Selon un communiqué publié jeudi par le Bureau du commandant des forces armées du Myanmar, le général Min Aung Hlaing, certaines des unités menant des « opérations de nettoyage » se retireront des villages de Buthidaung et de Maungtaw à Arakan.
Le communiqué précise que cette décision intervient après l’accalmie observée après les affrontements qui se poursuivaient depuis le 5 septembre dernier, sans fournir davantage de détails sur le plan de retrait.
« La stabilité a été rétablie dans une certaine mesure, mais les unités qui effectueront leur retrait, seront redéployées dans le chef-lieu de la province (Sittwe)», a noté le communiqué de l’armée.

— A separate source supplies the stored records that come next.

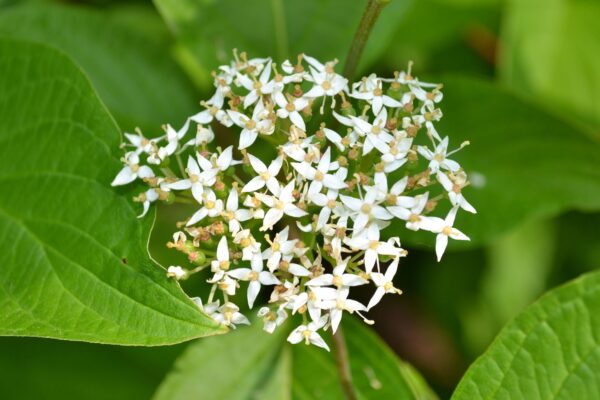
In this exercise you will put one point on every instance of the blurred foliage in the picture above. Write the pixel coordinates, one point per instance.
(551, 52)
(55, 370)
(131, 68)
(523, 87)
(269, 368)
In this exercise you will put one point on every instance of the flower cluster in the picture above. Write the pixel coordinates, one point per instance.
(300, 203)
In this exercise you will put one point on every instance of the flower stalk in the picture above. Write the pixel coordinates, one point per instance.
(343, 365)
(361, 36)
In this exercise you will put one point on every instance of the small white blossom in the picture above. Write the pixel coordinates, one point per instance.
(175, 271)
(309, 334)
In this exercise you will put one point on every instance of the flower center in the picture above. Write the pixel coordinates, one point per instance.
(319, 176)
(337, 281)
(279, 204)
(250, 124)
(414, 218)
(224, 265)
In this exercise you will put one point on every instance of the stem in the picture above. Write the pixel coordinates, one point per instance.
(367, 22)
(341, 360)
(280, 29)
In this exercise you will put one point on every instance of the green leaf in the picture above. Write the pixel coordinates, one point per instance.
(518, 267)
(132, 71)
(523, 163)
(74, 259)
(249, 363)
(33, 368)
(550, 351)
(550, 53)
(209, 30)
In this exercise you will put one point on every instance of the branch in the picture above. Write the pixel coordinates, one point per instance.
(367, 22)
(341, 360)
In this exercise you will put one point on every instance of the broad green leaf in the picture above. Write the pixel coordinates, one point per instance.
(550, 351)
(250, 363)
(523, 163)
(518, 267)
(33, 368)
(459, 43)
(234, 366)
(209, 29)
(132, 71)
(74, 259)
(551, 53)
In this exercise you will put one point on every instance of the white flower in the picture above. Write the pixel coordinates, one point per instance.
(309, 334)
(325, 84)
(256, 276)
(295, 149)
(173, 137)
(311, 299)
(373, 248)
(429, 99)
(376, 133)
(211, 207)
(259, 123)
(328, 203)
(280, 246)
(365, 209)
(233, 214)
(454, 193)
(410, 210)
(444, 229)
(132, 170)
(196, 181)
(266, 176)
(148, 197)
(438, 158)
(228, 314)
(211, 113)
(291, 109)
(384, 283)
(250, 247)
(220, 266)
(395, 155)
(339, 303)
(320, 176)
(280, 205)
(338, 278)
(371, 89)
(141, 144)
(272, 319)
(220, 163)
(256, 87)
(175, 271)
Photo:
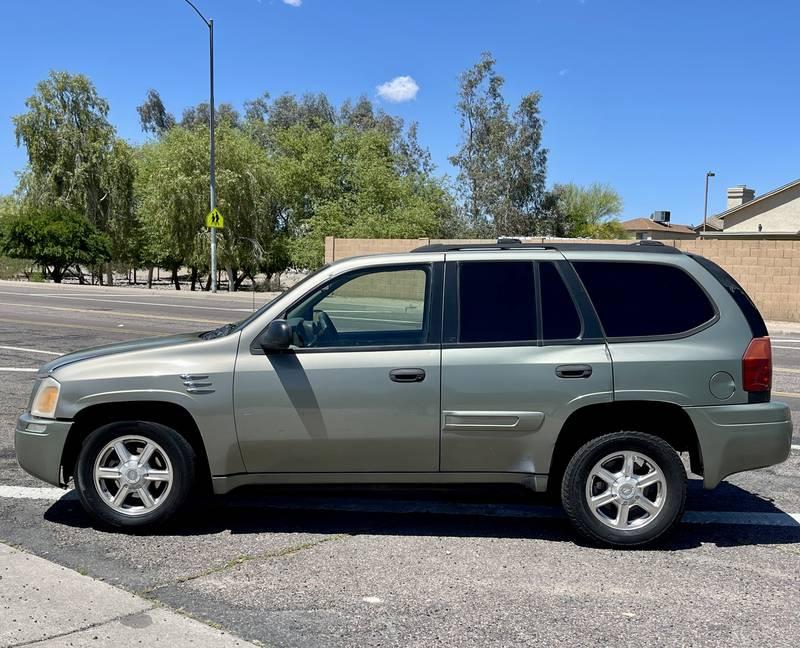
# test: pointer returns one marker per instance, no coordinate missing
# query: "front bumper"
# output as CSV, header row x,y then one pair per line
x,y
39,444
734,438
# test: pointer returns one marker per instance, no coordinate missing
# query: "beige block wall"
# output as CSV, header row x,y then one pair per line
x,y
768,270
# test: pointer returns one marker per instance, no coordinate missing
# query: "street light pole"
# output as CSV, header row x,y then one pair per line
x,y
211,129
709,174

Selon les derniers chiffres annoncés par l’ONU, le nombre de réfugiés des musulmans Rohingyas ayant fui la violence au Myanmar vers le Bangladesh depuis août dernier, a atteint les 604 mille.
Le gouvernement de Myanmar considère que les musulmans Rohingyas sont « des migrants illégaux» du Bangladesh, tandis que l’ONU les qualifie de «minorité religieuse la plus opprimée au monde ».